Y entonces lo veo claro. Es el que le pasó la información a Daisy. Un chaval telépata con ganas de un poco de acción. Si no, ¿por qué me seguía?, ¿cómo ha sabido quién soy? Estaba esperándome. Esperando a que saliera del instituto, como una serpiente acechando entre la hierba.
—¿Quieres comer algo? Me muero de hambre. No llevo siguiéndote mucho rato. Tengo el coche al final de la calle —se vuelve y empieza a alejarse, mientras el bajo deshilachado de sus vaqueros barre ligeramente la acera. Camina como un perro apaleado, con la cabeza baja y las manos metidas en los bolsillos. No tengo ni idea de dónde ha podido conseguir esa polvorienta chaqueta verde, aunque sospecho que la tienda de excedentes de ropa del ejército que hay a unas manzanas es una opción.

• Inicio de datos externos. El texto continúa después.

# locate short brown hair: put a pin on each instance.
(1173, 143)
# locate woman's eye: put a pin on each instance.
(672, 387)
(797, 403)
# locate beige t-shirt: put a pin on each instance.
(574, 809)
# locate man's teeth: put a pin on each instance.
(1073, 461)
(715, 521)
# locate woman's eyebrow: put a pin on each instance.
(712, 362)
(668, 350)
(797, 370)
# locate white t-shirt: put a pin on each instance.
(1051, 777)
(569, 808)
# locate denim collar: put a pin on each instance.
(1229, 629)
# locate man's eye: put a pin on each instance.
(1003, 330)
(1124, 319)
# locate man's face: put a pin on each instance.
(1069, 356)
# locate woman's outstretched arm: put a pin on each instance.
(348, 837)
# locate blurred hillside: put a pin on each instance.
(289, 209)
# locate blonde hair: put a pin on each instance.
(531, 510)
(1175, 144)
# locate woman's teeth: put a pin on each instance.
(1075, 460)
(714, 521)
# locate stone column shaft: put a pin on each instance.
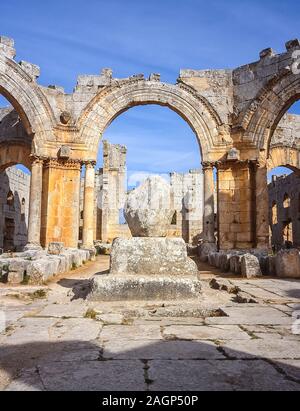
(208, 199)
(35, 201)
(88, 206)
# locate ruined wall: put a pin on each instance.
(284, 210)
(14, 208)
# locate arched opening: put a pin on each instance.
(14, 202)
(284, 181)
(145, 140)
(274, 213)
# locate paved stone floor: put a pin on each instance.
(237, 336)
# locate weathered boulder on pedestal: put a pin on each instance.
(55, 248)
(148, 266)
(250, 266)
(287, 263)
(147, 209)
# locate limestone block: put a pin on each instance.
(55, 248)
(18, 265)
(235, 264)
(7, 47)
(250, 266)
(147, 209)
(125, 287)
(287, 263)
(31, 69)
(41, 270)
(151, 256)
(15, 277)
(212, 259)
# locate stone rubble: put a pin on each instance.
(255, 263)
(36, 267)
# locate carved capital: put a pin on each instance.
(63, 164)
(89, 163)
(36, 160)
(208, 165)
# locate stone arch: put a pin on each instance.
(20, 89)
(271, 103)
(114, 100)
(14, 154)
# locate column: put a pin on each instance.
(261, 207)
(88, 206)
(208, 199)
(36, 184)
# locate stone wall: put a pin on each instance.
(284, 211)
(14, 205)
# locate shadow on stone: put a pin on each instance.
(141, 365)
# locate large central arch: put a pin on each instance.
(112, 101)
(21, 90)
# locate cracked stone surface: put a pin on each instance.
(55, 339)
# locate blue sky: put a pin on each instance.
(71, 37)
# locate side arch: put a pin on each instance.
(26, 97)
(114, 100)
(284, 156)
(265, 112)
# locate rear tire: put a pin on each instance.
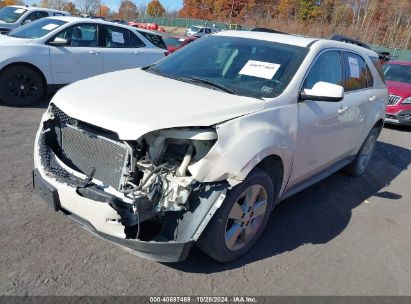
(361, 161)
(241, 219)
(21, 86)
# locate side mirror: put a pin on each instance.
(59, 42)
(323, 91)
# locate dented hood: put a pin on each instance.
(134, 102)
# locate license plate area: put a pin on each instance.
(46, 191)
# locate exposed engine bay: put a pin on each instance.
(143, 180)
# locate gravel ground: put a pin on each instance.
(343, 236)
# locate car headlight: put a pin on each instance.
(170, 145)
(407, 101)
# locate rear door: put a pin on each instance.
(81, 58)
(358, 100)
(123, 49)
(320, 132)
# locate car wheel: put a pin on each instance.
(241, 219)
(361, 161)
(21, 86)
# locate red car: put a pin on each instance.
(174, 43)
(398, 78)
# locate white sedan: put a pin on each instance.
(52, 52)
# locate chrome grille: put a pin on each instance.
(85, 151)
(393, 99)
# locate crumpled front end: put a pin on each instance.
(138, 193)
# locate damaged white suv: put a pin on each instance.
(199, 147)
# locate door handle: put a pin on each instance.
(342, 109)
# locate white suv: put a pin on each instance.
(190, 151)
(12, 17)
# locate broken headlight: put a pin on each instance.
(161, 170)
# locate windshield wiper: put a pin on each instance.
(211, 83)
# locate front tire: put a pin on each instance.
(241, 219)
(21, 86)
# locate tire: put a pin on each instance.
(21, 86)
(245, 230)
(361, 161)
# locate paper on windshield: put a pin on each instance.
(117, 37)
(260, 69)
(354, 68)
(50, 27)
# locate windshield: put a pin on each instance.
(242, 66)
(37, 29)
(11, 14)
(397, 72)
(194, 28)
(174, 41)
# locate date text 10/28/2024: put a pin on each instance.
(203, 299)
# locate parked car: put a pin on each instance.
(174, 43)
(200, 31)
(52, 52)
(120, 21)
(12, 17)
(398, 78)
(191, 151)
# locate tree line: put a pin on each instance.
(384, 22)
(128, 10)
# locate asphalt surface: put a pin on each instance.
(343, 236)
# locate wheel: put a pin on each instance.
(21, 86)
(241, 219)
(361, 161)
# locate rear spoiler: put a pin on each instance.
(266, 30)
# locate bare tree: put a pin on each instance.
(89, 7)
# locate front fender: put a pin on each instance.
(33, 55)
(245, 141)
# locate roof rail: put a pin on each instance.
(266, 30)
(349, 40)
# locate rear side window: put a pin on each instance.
(117, 37)
(357, 74)
(378, 66)
(327, 68)
(157, 40)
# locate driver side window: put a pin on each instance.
(327, 68)
(81, 35)
(35, 16)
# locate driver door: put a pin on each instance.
(80, 58)
(320, 137)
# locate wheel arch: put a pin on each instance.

—Te explicaré todo cuando lleguemos allí —me dice por encima del hombro—. Vamos.
No sé por qué lo sigo, pero lo hago.
* * *
Conduce un Ford Tempo que tiene unos seis tonos distintos de pintura gris y suena como un crío enfadado imitando el ruido de una lancha motora en la bañera. El lugar al que me lleva es un pequeño local llamado The Sushi Bowl, que desde fuera tiene un aspecto asqueroso, aunque el interior no está mal. La camarera nos pregunta si preferimos sentarnos de forma tradicional japonesa o normal. Miro a mi alrededor y veo unas cuantas mesas bajas con esterillas y cojines alrededor.